In the 1970s and 1980s, most HoDs appointed on the basis of seniority could stay HoDs for decades until they reached retirement.
Justifiably therefore, the system of rotational appointments was brought in to provide academicians with administrative experience while relieving their predecessors to return their focus on research and academics.
However, the argument against seniority has been taken too far to routinely appoint those who are way down in the seniority sequence.
The same is true for the appointment of deans whose number has unfortunately proliferated with many functions trespassing into the registrar's administrative domains.
Board of Governors and Autonomy
It may be argued that the director is not the final authority and there are checks and balances on that senior-most appointment in the form of the Board of Governors, BoG.
The BoG is an honorary body comprising professionals from different fields whose job is not to exercise close supervision on the IITs. As such, they are only mandated to meet periodically, approve proposals and leave the functioning to the autonomous director.

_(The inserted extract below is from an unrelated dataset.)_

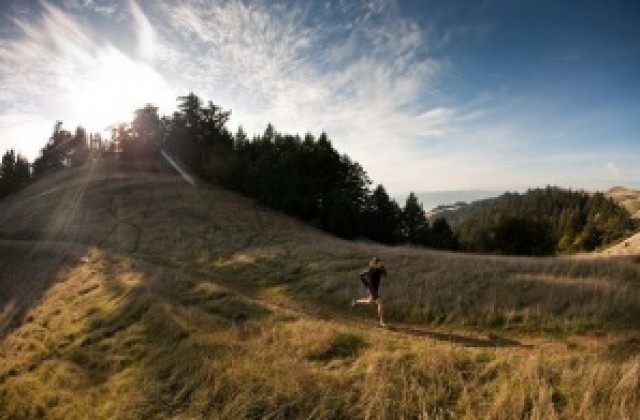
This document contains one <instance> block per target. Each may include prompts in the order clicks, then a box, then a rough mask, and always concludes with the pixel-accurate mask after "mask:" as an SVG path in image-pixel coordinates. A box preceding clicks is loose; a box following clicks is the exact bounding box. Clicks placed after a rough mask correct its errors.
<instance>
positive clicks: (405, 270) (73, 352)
mask: <svg viewBox="0 0 640 420" xmlns="http://www.w3.org/2000/svg"><path fill="white" fill-rule="evenodd" d="M0 238H3V239H2V240H1V241H0V308H1V312H0V340H1V341H0V418H34V417H48V418H87V417H91V418H96V417H97V418H148V417H154V418H168V417H171V418H314V419H316V418H458V417H464V418H514V417H515V418H518V417H524V418H545V419H547V418H605V417H606V418H610V417H611V416H613V417H614V418H633V416H635V415H636V413H637V412H639V411H640V398H639V397H640V352H639V350H638V349H639V348H640V331H639V328H640V321H639V320H640V260H639V259H638V257H637V256H629V257H624V258H602V257H598V258H596V257H593V258H587V257H581V258H565V259H557V258H554V259H552V258H548V259H533V258H501V257H490V256H479V255H474V256H470V255H464V254H448V253H440V252H434V251H428V250H420V249H411V248H404V247H395V248H390V247H383V246H378V245H372V244H365V243H353V242H347V241H341V240H337V239H334V238H332V237H329V236H327V235H326V234H323V233H321V232H319V231H317V230H315V229H312V228H310V227H308V226H305V225H302V224H300V223H298V222H296V221H294V220H291V219H289V218H287V217H284V216H282V215H279V214H276V213H273V212H270V211H267V210H264V209H262V208H260V207H257V206H256V205H255V204H254V203H253V202H252V201H250V200H247V199H245V198H243V197H239V196H237V195H235V194H232V193H229V192H227V191H224V190H222V189H219V188H216V187H203V186H201V187H199V188H192V187H191V186H189V184H187V183H186V182H184V181H183V180H182V179H181V178H180V177H179V176H177V175H176V174H174V173H173V172H172V171H171V170H170V169H169V168H167V167H165V166H164V165H163V164H160V163H145V164H118V163H116V162H102V163H94V164H93V165H90V166H87V167H84V168H79V169H75V170H71V171H67V172H64V173H61V174H58V175H56V176H54V177H52V178H49V179H47V180H44V181H41V182H39V183H37V184H35V185H33V186H32V187H30V188H29V189H27V190H25V191H22V192H21V193H20V194H18V195H16V196H12V197H9V198H7V199H6V200H5V201H3V202H2V203H0ZM373 255H379V256H380V257H381V258H382V259H383V261H384V262H385V264H386V265H387V266H388V268H389V271H390V276H389V278H388V279H386V280H385V282H384V283H383V288H382V293H383V297H384V299H385V303H386V304H387V306H386V308H387V313H388V320H389V321H390V322H391V324H392V325H393V327H392V328H391V329H389V330H383V329H380V328H377V327H376V323H375V322H374V321H375V313H374V309H373V308H364V307H359V308H357V309H356V310H354V311H350V310H349V309H348V302H349V300H350V299H352V298H353V297H355V296H358V295H361V294H362V292H363V291H362V290H361V287H360V286H359V282H358V280H357V273H358V272H359V271H360V270H361V269H362V268H363V266H364V265H365V264H366V262H367V261H368V260H369V259H370V258H371V256H373Z"/></svg>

Even members from industry, including chairmen with the most genuine intentions, are unable to contribute or address key issues because they remain distant from the day-to-day workings.
The dictum of 'autonomy promotes creativity' that is cited in the director's appointment results in one man's autocracy while the 'senate' system gives an illusion of democracy. Only on paper does the BoG exercise its authority.

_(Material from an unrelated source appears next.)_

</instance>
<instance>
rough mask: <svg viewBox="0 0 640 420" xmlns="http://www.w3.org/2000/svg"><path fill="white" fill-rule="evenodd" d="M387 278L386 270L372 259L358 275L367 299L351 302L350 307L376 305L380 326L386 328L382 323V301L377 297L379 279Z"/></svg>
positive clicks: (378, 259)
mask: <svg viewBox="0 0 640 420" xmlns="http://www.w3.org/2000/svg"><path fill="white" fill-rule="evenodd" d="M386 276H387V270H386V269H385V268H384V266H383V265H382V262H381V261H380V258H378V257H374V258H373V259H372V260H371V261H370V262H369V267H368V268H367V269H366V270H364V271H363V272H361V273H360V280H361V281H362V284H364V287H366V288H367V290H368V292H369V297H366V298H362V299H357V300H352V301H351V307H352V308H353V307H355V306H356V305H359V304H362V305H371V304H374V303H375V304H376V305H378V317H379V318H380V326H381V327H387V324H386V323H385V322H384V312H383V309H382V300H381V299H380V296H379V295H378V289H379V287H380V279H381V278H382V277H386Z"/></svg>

For the sake of exposition, let me contrast the current IIT system with another that I have come to know well -- the Indian armed forces. The average civilian citizen often views the armed forces as verging on autocratic, where discipline is enforced by dictatorship.
An army commander or an equivalent commander-in-chief of a naval or air command has the last word for the tens of thousands of troops under his command.

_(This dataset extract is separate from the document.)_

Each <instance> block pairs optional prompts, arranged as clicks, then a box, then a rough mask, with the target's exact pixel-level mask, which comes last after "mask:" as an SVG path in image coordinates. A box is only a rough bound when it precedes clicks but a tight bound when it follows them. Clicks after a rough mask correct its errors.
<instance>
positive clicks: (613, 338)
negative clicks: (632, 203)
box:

It may come as a surprise that the four most coercive HR functions -- employment, promotion, appointment and re-employment on retirement -- are not in his control.
One: Employments are undertaken by Service Selection Boards, not under the C-in-C's purview.
Two: The C-in-C is only a member of the promotion board along with the service chief and several other C-in-Cs of equivalent rank.
Three: The C-in-C leads a given team; appointments are made centrally by the service headquarters' personnel branch.
And four: The C-in-C has no say in re-employments, except a distant recommendation.
In stark contrast, all the four functions are predominantly in the hands of an IIT director!
A system that breeds sycophancy will not breed leadership.
The Way Ahead
The leadership of today's IITs has challenges beyond measure.
The directors are thrown into a system where they are not natural leaders. They are good; they can be great if brought in at the right time to infuse leadership down the levels.
A great majority of IIT academics have integrity embedded in their character. That keeps the IITs flying (if not high) despite constraints. However, individual strengths will synergise if systemic values improve.
Instead of expecting only the director to call the shots, we must restore the glory of the department heads and the deans. A reform in the two fundamental areas can do wonders:
- Revisit the norms for appointment of directors, deans and HoDs. Consider candidates only within a 3-year seniority band.
- The BoG must have no place for guest artists. Appoint such academicians/technocrats as full-time members who will stay committed to the cause of the IITs. One BoG can be asked to supervise the functioning of three to four IITs within a region.
Uncannily, the overarching and undisputed goal is the one that goes out of sight and ever so often it is useful to state the obvious.
Why should we be disturbed by poor leadership at our leading institutions? It is because leadership affects the very outcomes for which the IITs exist -- i. R&D to shape the innovations of tomorrow and ii. well-rounded, ethically grounded and technically sound engineers for future generations.
As engineers, as alumni and as Indians, we should be concerned about today's leadership that is making tomorrow's leaders at our IITs.